1. How have you seen the need for outsourcing change within the last couple years, with the Great Resignation and pandemic as drivers?
In regard to the pandemic, a couple of different trends occurred. Initially, our clients were focused on just keeping their businesses stable and not make drastic changes by either terminating, changing or starting new outsourcing initiatives. Once things settled down and clients saw how that remote work was so feasible, there is now more of push to try and outsource different kinds of tasks that were previously not in scope for outsourcing.
In regard to the Great Resignation, there is definitely a driver to increase outsourcing simply because it is difficult to fill some of the open positions and to also remove some of the headache of dealing with so much attrition. This was especially true in late 2021 and earlier this year. This trend has slowed to some extent as the economy has slowed.
2. What positions/jobs should a startup or small business consider outsourcing? What outsourced work is most cost-effective?
Early in the startup process, there is typically a heavy reliance on outside vendors simply because there are limited internal resources. So, most startups work with various vendors for different things including legal, HR, back office work (payroll, accounting, etc.), IT, and even things like marketing and product development. I think all of those are smart areas for entrepreneurs to leverage vendors/outsourcers/third parties.
3. Tell us about your entrepreneurship efforts and what lessons you’ve learned along the way.
I’ve learned so many lessons, and still learn so many lessons every day. Some that are currently top of mind:
- Create the right DNA early on. This means think hard about the culture you want to build. It also means thinking hard about your initial hires as they will be passing the genes as your grow.

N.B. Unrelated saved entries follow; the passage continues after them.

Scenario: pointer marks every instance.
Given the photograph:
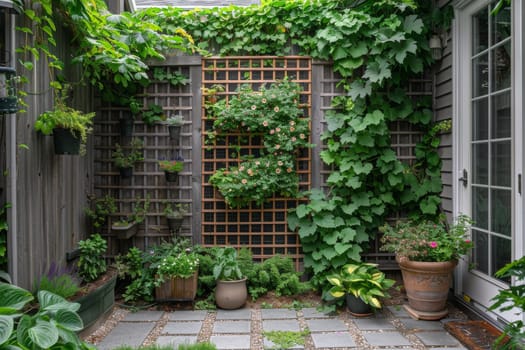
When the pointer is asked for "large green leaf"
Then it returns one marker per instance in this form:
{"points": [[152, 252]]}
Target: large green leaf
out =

- Don’t start scaling until you’re ready to start scaling. That means make sure you have an economically feasible sales strategy that works. That is a prerequisite before you should start pouring money into sales, marketing expansion, etc.
4. Purpose-driven businesses seem to be in the zeitgeist right now. What are the challenges to balancing purpose with being profitable What are ways a startup can be purpose-driven when money is tight?
I think having employees focus on profits is too far removed from their daily work and it’s really hard to build a sustainable culture around money. Building a purpose-driven business can be tied to an employee’s daily work and also help the company make profits. For example, at our company, our purpose is oriented around doing a great job for our clients. We believe if our clients succeed, our success will follow. So, have a purpose and making profits don’t have to be mutually exclusive goals.
5. What advice would you give an entrepreneur during this time of supply chain difficulties and staffing issues?
My advice would be to get your hustle on. This is what entrepreneurs do best. Figuring out the critical path and being able to quickly figure out how to get there is key. For supply chain issues, start diversifying your suppliers, figure out where you might need to be less “just-in-time” and maybe keep a little extra inventory on hand. See how you can use automation to maybe move some manufacturing from low-cost countries to closer geographical locations. For staffing issues, tap resources globally. Maybe hire more junior resources and invest more in training. All of these are things we are seeing our clients exploring and executing on.